Catherine „Kya“ Danielle Clark (Jojo Regina) wächst in den 1950er Jahren in den Great Dismal Swamps, im Marschland an der Küste von North Carolina auf und leidet wie ihre Mutter (Ahna O’Reilly) und ihre älteren Geschwister unter der Gewalttätigkeit ihres Vaters (Garret Dillahunt). Während ihre Mutter und auch ihre Geschwister bald das Weite suchen, bleibt Kya bei ihrem Vater, bis auch er eines Tages verschwindet. Kya schlägt sich mit dem durch, was ihr die Marsch zu bieten hat, wobei nahezu ihre einzigen Kontakte zur Außenwelt für einige Jahre der afroamerikanische Gemischtwarenhändler Jumpin‘ (Sterling Macer Jr.) und dessen Frau Mabel (Michael Hyatt) darstellen, bei denen sie sich mit dem Verkauf von Muscheln über Wasser hält. In der Schule der Kleinstadt Barkley wird Kya, die in dem „Marschmädchen“ ein verwilderte Außenseiterin sehen, gleich am ersten Tag gehänselt, so dass sie sie nicht weiter besucht.

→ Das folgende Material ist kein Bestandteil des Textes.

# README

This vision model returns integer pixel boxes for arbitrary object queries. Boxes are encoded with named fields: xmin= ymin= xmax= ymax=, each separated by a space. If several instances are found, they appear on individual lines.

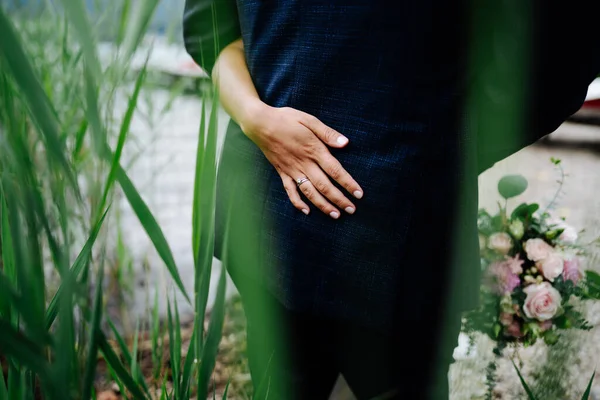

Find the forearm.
xmin=212 ymin=39 xmax=265 ymax=135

Anfang der 1960er Jahre freundet sie sich mit dem Krabbenfischersohn Tate Walker (Taylor John Smith) an, der ihr Lesen und Schreiben beibringt. Als er für das College die Gegend verlässt, gibt er ihr den Rat, sich mit ihrem großen Talent als Zeichnerin bei Verlagen zu bewerben, damit sie für ihr Auskommen nicht weiterhin nur auf Muscheln angewiesen zu sein braucht. Tatsächlich kauft ein Verlag später ihre Bilder und Naturbeschreibungen. Als Tate aufs College geht, vereinbaren sie das nächste Treffen am 4. Juli, doch Tate versetzt sie und hat jahrelang keinen Kontakt zu ihr. Trotz der tiefen Enttäuschung mit Tate lässt sie sich mit dem allseits beliebten Chase Andrews (Harris Dickinson) ein, der – wie Kya später herausfindet – allerdings schon verlobt ist. Als Chase eines Tages tot unter einem Aussichtsturm aufgefunden wird, deuten einige Indizien darauf hin, dass Kya Chase vom Turm gestoßen haben könnte. Der gutmütige Tom Milton (David Strathairn) übernimmt vor Gericht ihre Verteidigung…
Kritik:
Man merkt Olivia Newman und ihrer Drehbuchautorin Lucy Alibar („Beasts of the Southern Wild“, „Troop Zero“) deutlich an, dass sie es bei ihrer Leinwandadaption von Delia Owens‘ Bestseller-Roman vor allem darauf angelegt haben, es den Liebhabern des Buches recht zu machen. Die atmosphärisch stimmige Mischung aus Coming-of-Age-, Romantik- und Justiz-Drama beginnt mit dem Auffinden der Leiche von Chase Andrews und erzählt dann in ausladenden Rückblenden die Geschichte des „Marschmädchens“ Kya von der Kindheit bis zu ihrer Verhaftung und dem Versuch ihres einfühlsamen Anwalts, etwas mehr über seine Mandantin zu erfahren, deren Verteidigung er aus eigenem Antrieb übernommen hat.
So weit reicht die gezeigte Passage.